Dico questo, e sono molto avvilito nel farlo, perché non più tardi di due giorni fa sono stato a Castagneto Carducci, per girare delle puntate televisive per Discovery Channel. Due serie ben fatte dal canale, dove si comunicava le bellezze, storiche, culturali ed enogastronomiche di Bolgheri e Castagneto. Alla pausa pranzo, insieme alla troupe, all’assessore al turismo e al commercio e a vari ospiti provenienti da diverse regioni, è stato servito un olio totalmente rancido del 2019.

Ovviamente sul mio carpaccio denominato “Ganzo”, ma non so proprio cosa avesse di ganzo, c’era già abbondante olio esausto a completare il fallimento di quella pausa pranzo, che poi è divenuta una pausa indigesta. Alla mia rimostranza, di come mai ci venisse servito un olio di quasi due anni addietro, la risposta candida e quasi stizzita del “titolare” del locale di Castagneto è stata, che ancora non aveva pensato a ordinare quello nuovo.

Dentro di me mi sono sorte due reazioni; la prima, quella che mi accompagna da ormai 50 anni era di piantare una “bega” che non so neanch’io come sarebbe finita. La seconda, quella più mansueta, che ha prevalso in quel momento, era dettata da due considerazioni: Uno; la legge gli consentiva di tenere quel “troiaio” in tavola perché la scadenza in etichetta consente di consumarlo per almeno diciotto mesi. Seconda considerazione, che è la più grave, è che nessuno tra gli ospiti, attenti, colti, belli e benestanti, si era accorto che stavano rovinando il proprio piatto con un olio del genere.

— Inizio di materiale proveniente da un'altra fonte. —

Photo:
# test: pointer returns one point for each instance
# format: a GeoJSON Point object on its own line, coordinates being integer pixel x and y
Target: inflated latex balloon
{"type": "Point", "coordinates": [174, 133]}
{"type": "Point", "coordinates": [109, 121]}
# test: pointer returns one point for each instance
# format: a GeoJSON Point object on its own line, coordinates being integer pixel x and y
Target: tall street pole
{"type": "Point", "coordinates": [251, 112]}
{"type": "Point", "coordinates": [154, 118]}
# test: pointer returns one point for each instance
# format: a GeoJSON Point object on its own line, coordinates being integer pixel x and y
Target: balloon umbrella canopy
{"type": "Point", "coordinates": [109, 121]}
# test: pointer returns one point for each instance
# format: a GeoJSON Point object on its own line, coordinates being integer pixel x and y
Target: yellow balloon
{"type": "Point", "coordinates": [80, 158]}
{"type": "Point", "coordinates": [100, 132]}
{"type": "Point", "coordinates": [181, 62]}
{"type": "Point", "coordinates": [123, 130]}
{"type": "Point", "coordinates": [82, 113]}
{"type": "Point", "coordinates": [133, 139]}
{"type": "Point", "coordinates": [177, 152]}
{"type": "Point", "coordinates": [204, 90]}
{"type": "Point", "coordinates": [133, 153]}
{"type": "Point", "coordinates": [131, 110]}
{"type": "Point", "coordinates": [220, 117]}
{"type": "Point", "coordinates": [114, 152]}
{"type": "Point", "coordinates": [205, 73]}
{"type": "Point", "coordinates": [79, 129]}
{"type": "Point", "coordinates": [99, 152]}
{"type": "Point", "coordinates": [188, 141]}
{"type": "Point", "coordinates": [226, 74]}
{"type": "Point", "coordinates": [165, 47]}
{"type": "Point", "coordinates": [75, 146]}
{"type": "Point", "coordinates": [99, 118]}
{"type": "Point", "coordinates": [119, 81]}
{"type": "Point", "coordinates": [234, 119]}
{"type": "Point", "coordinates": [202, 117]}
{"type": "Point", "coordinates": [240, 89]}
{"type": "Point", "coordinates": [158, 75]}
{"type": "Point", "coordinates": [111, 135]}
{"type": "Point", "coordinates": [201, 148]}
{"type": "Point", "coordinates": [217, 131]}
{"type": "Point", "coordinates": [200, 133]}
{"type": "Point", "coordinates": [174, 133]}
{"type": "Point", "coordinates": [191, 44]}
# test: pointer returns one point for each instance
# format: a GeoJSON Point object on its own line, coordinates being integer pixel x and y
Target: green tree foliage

A questo punto urge una riflessione seria. Vinceremo tutti insieme la sfida dell’olio di qualità, se riusciremo ad arrivare direttamente al consumatore, che, come è successo per il vino che odorava di tappo, protesterà con forza e pretenderà un olio migliore.

La pandemia dovrebbe essere alle porte, abbiamo tutti l’occasione per una ripartenza e il Rinascimento dell’olio passa anche da queste nuove opportunità. Basta oli difettosi, educhiamo al tavolo il commensale, mentre aspetta le pietanze, facendogli assaggiare due o tre tipologie diverse, sia in cultivar, sia in profumi. Questo allenamento servirà per far sì che il prossimo anno, quell’esercente di Castagneto Carducci, non presenterà più un olio del genere.